The apartment was simply a place to sleep, nothing more. Despite that, I didn't have a bed. It never occurred to me to buy one. I had a sleeping bag, and I slept directly on the floor. Word got around the office and a few months later a co-worker offered me a mattress he was getting rid of. I remember driving that used mattress in my tiny car from some North Shore town and being genuinely glad for it.

My apartment had two rooms, but because I didn't buy furniture one could be confused by their function. In the one room was the sleeping bag/mattress. In the other room was a folding table that had some books and an old computer. I rarely used that computer though. Instead, as a young workaholic in high-tech, I spent most of my waking hours at the office where there were far more interesting computers. Someone joked "Rick has more rooms than furniture." I laughed at the absurdity.

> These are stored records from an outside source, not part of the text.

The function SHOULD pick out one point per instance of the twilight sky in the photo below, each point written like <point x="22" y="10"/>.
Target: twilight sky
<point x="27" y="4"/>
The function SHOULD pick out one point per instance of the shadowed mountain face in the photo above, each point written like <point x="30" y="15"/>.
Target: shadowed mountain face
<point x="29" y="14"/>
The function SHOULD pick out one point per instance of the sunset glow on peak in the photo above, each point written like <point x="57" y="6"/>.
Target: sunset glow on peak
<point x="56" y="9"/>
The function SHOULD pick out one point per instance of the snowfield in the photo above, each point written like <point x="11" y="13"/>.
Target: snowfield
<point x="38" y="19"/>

There was a small kitchen in that apartment. However, the one time I thought to cook something on the stove I was met with the reality that you have to call the utility company to turn on the gas. I had not done this. My diet in 1991 was served by national fast food chains and local fast food chains. And sometimes, a high-end restaurant. That's right: if co-workers were headed to nearby Michela's, a gorgeous and fancy destination restaurant, I'd sometimes tag along, somewhat out of place in casual clothes but solvent enough to mostly not care.

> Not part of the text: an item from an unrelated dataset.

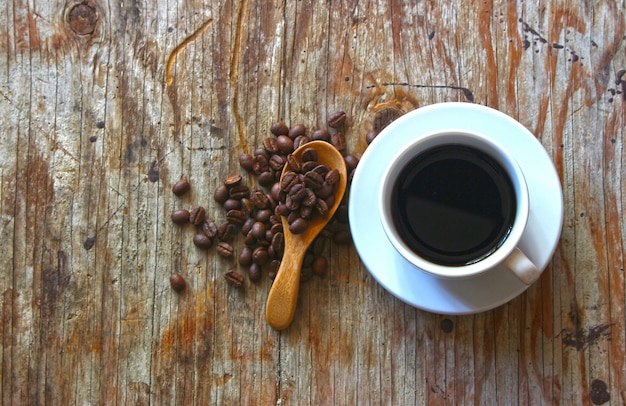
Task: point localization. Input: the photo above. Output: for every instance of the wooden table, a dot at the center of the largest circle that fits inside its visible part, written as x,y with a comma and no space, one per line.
104,104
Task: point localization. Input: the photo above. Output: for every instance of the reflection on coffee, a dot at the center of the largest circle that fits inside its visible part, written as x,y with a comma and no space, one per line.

The mattress on the floor was soon accompanied by a beach chair I had bought. I'd sit in that chair to read or to write in a paper diary. There was a door that led to a tiny balcony. It overlooked a parking lot which I didn't have a permit for. In the kitchen the window overlooked the air well between the surrounding apartment buildings. Sometimes, if I saw someone across the way, I wondered if they were as lonely as I was.

When one of my co-workers asked if I wanted to join up with two other people in a larger apartment in downtown Boston, I leapt at the chance. I needed this invitation at that exact moment in my life. I must have broken my lease with the landlord immediately, but left all my moving plans for the absolute last minute. The morning of August 31, a loud knocking at my door woke me. When I opened it, I saw two parents and some children. They were the new tenants, and they were here to move in.

I hurriedly gathered my mattress and folded up my table and chair. I marveled at their furniture and their unpacking of kitchen implements. I stuffed my car with my meager belongings. I must have given this new tenant my key, though I don't remember. I then drove a few miles to the Back Bay. In that new apartment I had the smallest of the four rooms. My mattress and beach chair fit perfectly.